The following is from the Nov. 20, 2007, edition of The Washington Post. SMU Political Science Professor Matthew Wilson provided expert commentary for this story.
By Ed Stoddard
DALLAS (Reuters) - When a pair of Mormon missionaries knocked at the door of Jerry Pierce's home in a north Dallas suburb last month, he marshaled his arguments and stood his ground.
"I look forward to encounters like that. I like to talk to them about the nature of Christ and who Jesus is," said Pierce, a staunch Southern Baptist, the biggest Protestant denomination in the United States.
Mitt Romney, a Mormon, is running into similar resistance as he tries to win over Southern Baptists and other evangelical Protestants in the race for the Republican Party's nomination for the 2008 U.S. presidential election.
Romney will need the support of this traditional Republican base if he is to take on former New York mayor Rudy Giuliani, who is running strongly in opinion polls despite his three marriages and a pro-abortion position that is anathema to many Republicans.

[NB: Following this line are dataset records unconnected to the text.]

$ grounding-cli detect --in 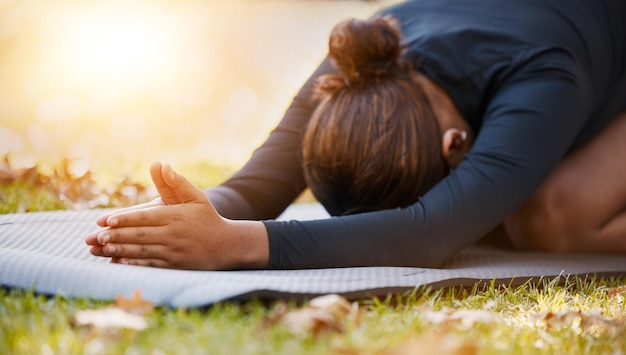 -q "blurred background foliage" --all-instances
[0,0,397,210]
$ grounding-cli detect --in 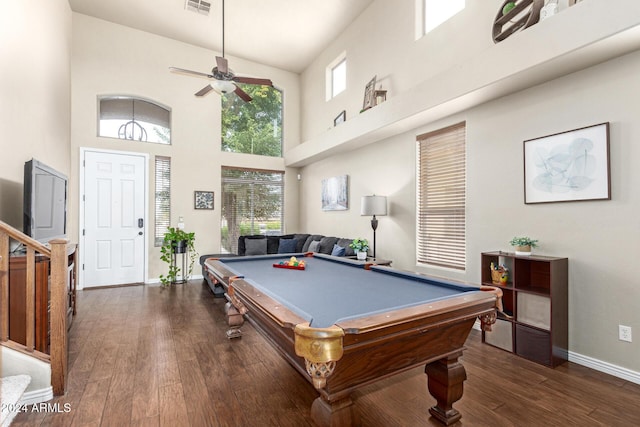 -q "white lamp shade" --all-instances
[211,80,236,94]
[360,196,387,216]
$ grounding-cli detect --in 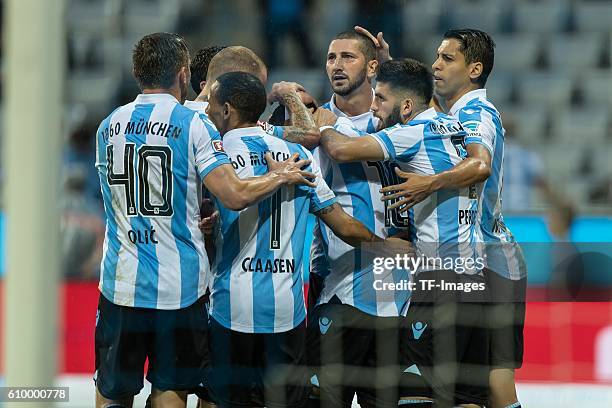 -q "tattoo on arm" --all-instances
[282,92,316,143]
[316,203,339,215]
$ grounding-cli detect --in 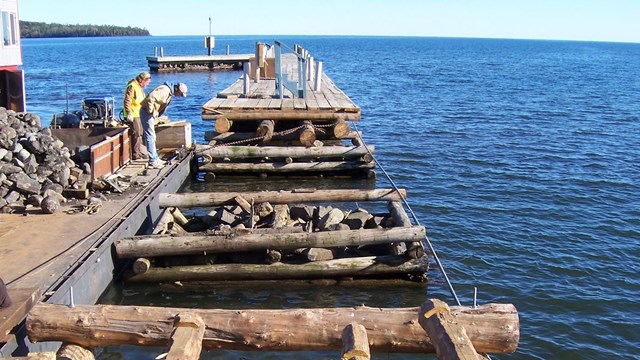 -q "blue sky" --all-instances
[19,0,640,43]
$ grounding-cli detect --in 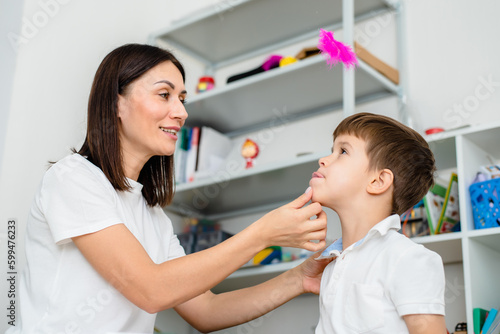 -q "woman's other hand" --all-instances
[249,191,326,252]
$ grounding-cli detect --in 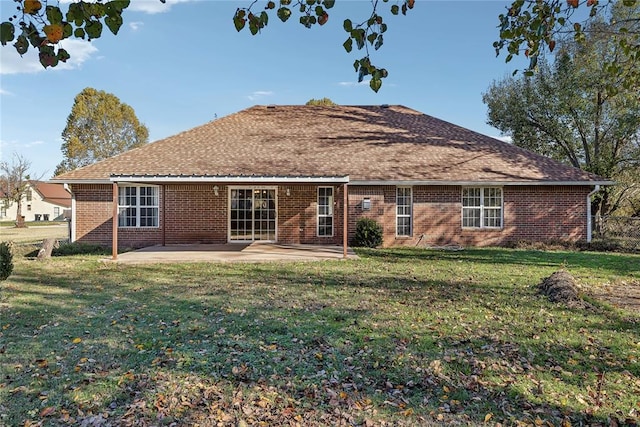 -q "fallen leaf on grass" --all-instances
[40,406,56,418]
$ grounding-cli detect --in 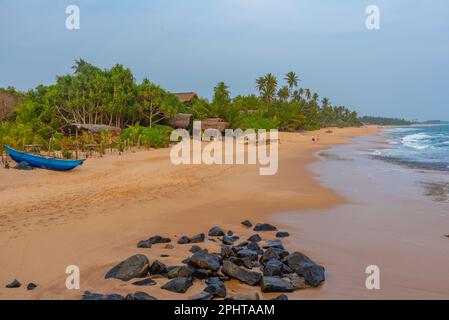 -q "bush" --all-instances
[121,125,173,148]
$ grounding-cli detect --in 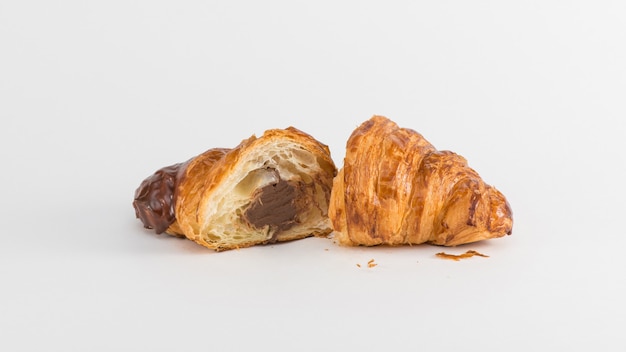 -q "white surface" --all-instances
[0,1,626,351]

The reason Romney faces difficulties with Southern Baptists, according to many experts, is his Mormon faith. Not only do many Southern Baptists regard the Mormon church as a cult, they also regard it as a competitor that is winning -- or poaching -- converts from among the evangelical flock. . .
"Many evangelicals do not want to see Mormonism mainstreamed," said Matthew Wilson, a political scientist at Southern Methodist University in Dallas.